Project

General

Profile

Export

After crawling, the export process comes. The Exporter module generates a cesDoc file for each stored web document. Each file contains metadata (e.g. language, domain, URL, etc.) about the corresponding document inside a header element. Moreover, a <body> element contains the content of the document segmented in paragraphs. Apart from normalized text, each paragraph element <p> is enriched with attributes providing more information about the process outcome. Once a crawl has finished, the acquired data can be exported with:

java -Dlog4j.configuration=file:/opt/ilsp-fc/log4j.xml -jar /opt/ilsp-fc/ilsp-fc-2.2.4-jar-with-dependencies.jar \
-export -lang "en;it" -len 0 -mtlen 100 \
-i (crawlpath up to the auto-generated dir) -tc (full path of topic file) \
-dom (title of targeted topic) -bs (fullpath and basename on which all files for easier content navigation will be generated) \
-oxslt  &>"/var/www/html/tests/eng-ita/log-export_www_esteri_it_eng-ita"

Options

-export :     for exporting process

-i      :     crawlpath up to the auto-generated dir by the crawl module

-lang   :     two or three letter ISO code(s) of target language(s), 
              e.g.  el (for a monolingual crawl for Greek content) or en;el (for a bilingual crawl)
              CesDoc files will be generated only for crawled web documents that are in the targeted language(s)
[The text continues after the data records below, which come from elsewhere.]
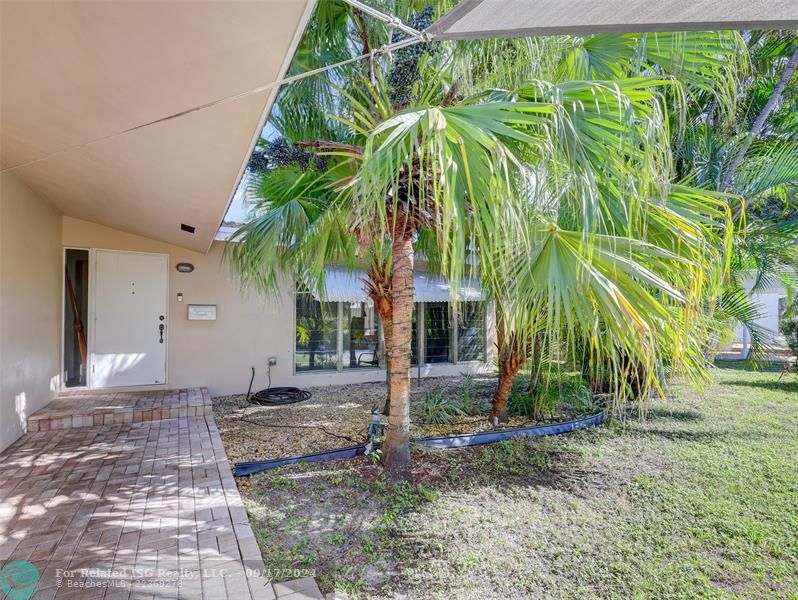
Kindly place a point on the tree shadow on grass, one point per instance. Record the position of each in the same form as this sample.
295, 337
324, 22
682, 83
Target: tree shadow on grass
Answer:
748, 366
674, 415
788, 384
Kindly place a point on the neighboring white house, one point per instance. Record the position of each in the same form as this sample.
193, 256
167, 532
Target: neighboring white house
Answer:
772, 303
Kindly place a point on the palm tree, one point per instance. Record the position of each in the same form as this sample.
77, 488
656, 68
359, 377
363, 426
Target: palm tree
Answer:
752, 154
417, 148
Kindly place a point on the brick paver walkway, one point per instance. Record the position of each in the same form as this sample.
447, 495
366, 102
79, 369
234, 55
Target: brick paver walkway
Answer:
144, 509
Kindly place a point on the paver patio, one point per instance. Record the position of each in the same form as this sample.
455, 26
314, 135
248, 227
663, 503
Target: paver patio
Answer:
144, 509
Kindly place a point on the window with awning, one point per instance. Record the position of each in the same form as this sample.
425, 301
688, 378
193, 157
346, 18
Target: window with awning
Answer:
340, 330
347, 286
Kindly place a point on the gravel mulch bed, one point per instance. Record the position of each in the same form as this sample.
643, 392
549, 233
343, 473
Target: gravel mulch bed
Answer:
337, 416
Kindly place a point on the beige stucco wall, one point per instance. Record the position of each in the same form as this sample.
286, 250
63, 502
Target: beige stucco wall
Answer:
249, 327
30, 305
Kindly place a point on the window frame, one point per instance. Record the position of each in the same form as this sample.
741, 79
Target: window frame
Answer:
454, 311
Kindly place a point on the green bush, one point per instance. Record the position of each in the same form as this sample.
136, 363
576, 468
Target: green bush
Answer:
566, 392
789, 329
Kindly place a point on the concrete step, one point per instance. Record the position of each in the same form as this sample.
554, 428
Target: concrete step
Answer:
298, 589
94, 408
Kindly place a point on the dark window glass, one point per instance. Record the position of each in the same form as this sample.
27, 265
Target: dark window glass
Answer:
316, 334
76, 302
361, 336
471, 332
437, 330
414, 338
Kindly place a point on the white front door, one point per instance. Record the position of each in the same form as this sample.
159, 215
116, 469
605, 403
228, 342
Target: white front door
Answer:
130, 297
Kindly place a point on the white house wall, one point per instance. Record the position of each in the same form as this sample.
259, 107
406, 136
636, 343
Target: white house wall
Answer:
249, 327
30, 305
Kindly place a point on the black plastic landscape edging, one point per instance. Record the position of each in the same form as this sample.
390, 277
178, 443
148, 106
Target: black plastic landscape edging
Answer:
447, 441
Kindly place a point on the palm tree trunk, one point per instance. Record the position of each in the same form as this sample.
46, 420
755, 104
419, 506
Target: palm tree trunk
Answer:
387, 333
396, 448
509, 364
761, 119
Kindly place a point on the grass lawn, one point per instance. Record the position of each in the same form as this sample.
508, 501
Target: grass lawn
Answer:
698, 501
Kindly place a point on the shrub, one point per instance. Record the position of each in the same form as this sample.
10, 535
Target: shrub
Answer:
789, 329
568, 392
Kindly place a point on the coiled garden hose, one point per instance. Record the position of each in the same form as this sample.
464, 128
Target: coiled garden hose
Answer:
275, 395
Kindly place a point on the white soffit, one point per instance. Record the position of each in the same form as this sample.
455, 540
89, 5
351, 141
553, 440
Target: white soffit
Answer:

-tc     :     fullpath of topic file (a text file that contains a list of term triplets that describe the targeted topic).

-dom    :     title of the targeted domain (required when domain definition, i.e. tc parameter, is used).

-bs     :     Basename to be used in generating all files for easier content navigation

-oxslt  :     Export crawl results with the help of an xslt file for better examination of results.

-len    :     Minimum number of tokens per paragraph. If the length (in terms of tokens) of a paragraph is
              less than this value the paragraph will be annotated as "out of interest" 
              and will not be included into the clean text of the web page.

-mtlen  :     Minimum number of tokens in cleaned document. If the length (in terms of tokens) of the cleaned text
              is less than this value, the document will not be stored.

The tool will create the directory "xml" next to the "run" directories. In this directory the downloaded documents (html, pdf) and the generated XML files will be stored. Each file is named by the language iso code (i.e. eng for an English document) followed by a unique id (e.g. eng-1.xml and eng-1.html, eng-2.xml and eng-2.html, etc.)